American physicist (1929–2019)

John Slonczewski (1929–2019) was an American physicist known for his work on spin dynamics in magnetic systems.

==Biography==
Slonczewski did his undergraduate education at the Worcester Polytechnic Institute in 1950 and started his PhD on "Band structure of Graphite" at Rutgers University in 1958. He then joined the IBM Research center in Yorktown, New York as a staff researcher, where he stayed till his retirement in 2002. Slonczewski is known for his extensive theoretical study of magnetic system, in particular his applications of magnetic tunnel junctions (MTJ)s.

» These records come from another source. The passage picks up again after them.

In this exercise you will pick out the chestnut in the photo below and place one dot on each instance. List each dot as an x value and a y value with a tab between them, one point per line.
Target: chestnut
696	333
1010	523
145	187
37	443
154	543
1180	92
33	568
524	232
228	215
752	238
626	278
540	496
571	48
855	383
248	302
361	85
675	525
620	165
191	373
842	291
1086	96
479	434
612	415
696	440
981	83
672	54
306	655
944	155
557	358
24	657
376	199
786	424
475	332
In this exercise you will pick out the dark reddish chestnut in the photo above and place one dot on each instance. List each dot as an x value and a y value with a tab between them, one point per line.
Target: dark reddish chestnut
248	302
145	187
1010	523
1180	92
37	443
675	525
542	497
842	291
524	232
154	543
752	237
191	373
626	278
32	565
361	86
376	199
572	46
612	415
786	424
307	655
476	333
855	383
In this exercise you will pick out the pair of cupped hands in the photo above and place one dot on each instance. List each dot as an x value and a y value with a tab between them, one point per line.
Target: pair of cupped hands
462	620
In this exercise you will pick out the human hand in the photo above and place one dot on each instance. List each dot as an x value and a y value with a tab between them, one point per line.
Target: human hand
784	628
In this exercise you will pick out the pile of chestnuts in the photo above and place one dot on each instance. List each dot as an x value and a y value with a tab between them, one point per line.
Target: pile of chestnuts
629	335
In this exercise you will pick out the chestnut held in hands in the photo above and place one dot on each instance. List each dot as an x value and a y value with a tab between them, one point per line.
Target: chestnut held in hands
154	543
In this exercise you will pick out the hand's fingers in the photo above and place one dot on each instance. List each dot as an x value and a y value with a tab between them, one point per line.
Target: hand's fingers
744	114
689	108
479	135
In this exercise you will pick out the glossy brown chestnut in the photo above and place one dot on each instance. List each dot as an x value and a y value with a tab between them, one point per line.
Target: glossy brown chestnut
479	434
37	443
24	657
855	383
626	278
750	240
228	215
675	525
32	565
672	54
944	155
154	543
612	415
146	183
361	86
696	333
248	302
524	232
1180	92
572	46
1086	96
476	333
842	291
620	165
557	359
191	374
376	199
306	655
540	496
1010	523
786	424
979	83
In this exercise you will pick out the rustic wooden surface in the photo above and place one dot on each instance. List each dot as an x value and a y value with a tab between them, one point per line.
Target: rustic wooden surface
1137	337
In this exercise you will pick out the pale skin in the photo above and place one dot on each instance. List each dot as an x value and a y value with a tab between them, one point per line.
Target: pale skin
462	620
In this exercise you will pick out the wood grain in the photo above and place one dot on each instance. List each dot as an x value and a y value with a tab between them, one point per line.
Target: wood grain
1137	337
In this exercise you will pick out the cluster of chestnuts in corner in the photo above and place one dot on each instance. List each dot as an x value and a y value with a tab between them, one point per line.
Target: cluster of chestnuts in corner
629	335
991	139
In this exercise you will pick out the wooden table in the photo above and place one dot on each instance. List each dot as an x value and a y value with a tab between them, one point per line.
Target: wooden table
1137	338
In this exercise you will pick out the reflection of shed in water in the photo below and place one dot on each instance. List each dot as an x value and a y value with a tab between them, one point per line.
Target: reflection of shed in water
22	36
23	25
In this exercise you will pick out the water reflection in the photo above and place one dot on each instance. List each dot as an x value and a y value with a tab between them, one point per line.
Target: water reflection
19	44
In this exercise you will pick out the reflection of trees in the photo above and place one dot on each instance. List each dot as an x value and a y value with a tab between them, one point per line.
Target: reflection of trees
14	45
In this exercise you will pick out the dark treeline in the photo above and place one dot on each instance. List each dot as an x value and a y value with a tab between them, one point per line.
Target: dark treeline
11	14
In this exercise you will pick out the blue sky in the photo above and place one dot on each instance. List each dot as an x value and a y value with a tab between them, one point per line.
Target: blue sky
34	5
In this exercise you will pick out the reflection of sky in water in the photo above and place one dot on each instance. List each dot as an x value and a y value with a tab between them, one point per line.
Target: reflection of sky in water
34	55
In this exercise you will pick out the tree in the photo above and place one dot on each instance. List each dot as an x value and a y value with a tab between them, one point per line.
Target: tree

In 1979, Slonczewski co-authored a book entitled "Magnetic Domain Walls in Bubble Materials: Advances in Materials and Device Research".

In 1996 he published a highly influential paper in the field of Spintronics, introducing the concept of spin-transfer torque, showing that spin polarized currents could be used to control the magnetization direction of magnetic electrodes in magnetic multilayers.

In 2012, Slonczewski received the IEEE Magnetics Society achievement award. Along with Luc Berger, he was awarded the 2013 Oliver E. Buckley Condensed Matter Prize by the American Physical Society "for predicting spin-transfer torque and opening the field of current-induced control over magnetic nanostructures."